Why should they be as far up the chain, and looking eye-to-eye, with The Who? This may be strictly a matter of taste. Anyone who discounts the impact The Who had on the legitimacy of rock as a musical form isn’t paying attention. Anyone who would see Pete Townshend as just a songwriter and not the librettist he has, again and again, proven himself to be is already predisposed to ignore them. Alongside of Neil Young, the band was a key parent of ’90s alt rock, but rarely were they “pop” in the same vein as The Beatles, or large parts of The Stones. “My Generation,” “I Can’t Explain,” perhaps even reaching back into the history of The High Numbers, then perhaps there’s a case. By the time we get to Tommy, all bets are off. When speaking of The Who, you almost have to elevate them to the next decade with Led Zeppelin, Black Sabbath, and other rock-oriented, album-oriented peers. There is no discredit to be found in making that chess move.
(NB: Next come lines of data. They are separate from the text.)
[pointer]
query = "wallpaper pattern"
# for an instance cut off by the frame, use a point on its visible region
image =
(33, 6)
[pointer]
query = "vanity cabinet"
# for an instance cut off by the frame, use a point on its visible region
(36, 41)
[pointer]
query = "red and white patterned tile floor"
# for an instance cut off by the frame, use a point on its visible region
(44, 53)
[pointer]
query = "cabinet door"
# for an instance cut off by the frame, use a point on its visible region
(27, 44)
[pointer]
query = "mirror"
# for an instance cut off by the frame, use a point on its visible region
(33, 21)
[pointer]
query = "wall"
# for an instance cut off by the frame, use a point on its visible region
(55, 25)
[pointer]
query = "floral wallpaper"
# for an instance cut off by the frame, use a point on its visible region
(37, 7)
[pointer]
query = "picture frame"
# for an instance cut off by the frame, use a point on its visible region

I highly encourage those who incessantly make lists like these to reconsider The Kinks’ place on that chart. If that encourages people to reevaluate the body of work that has been offered up for a half-a-century, that alone is a worthwhile goal. Year in and year out there are rumors that the battling Davies will see the clock on the wall, put aside the differences, and get on with one more round before it is too late. As (potentially) one of the top three British Invasion bands of all time, it feels like a necessity.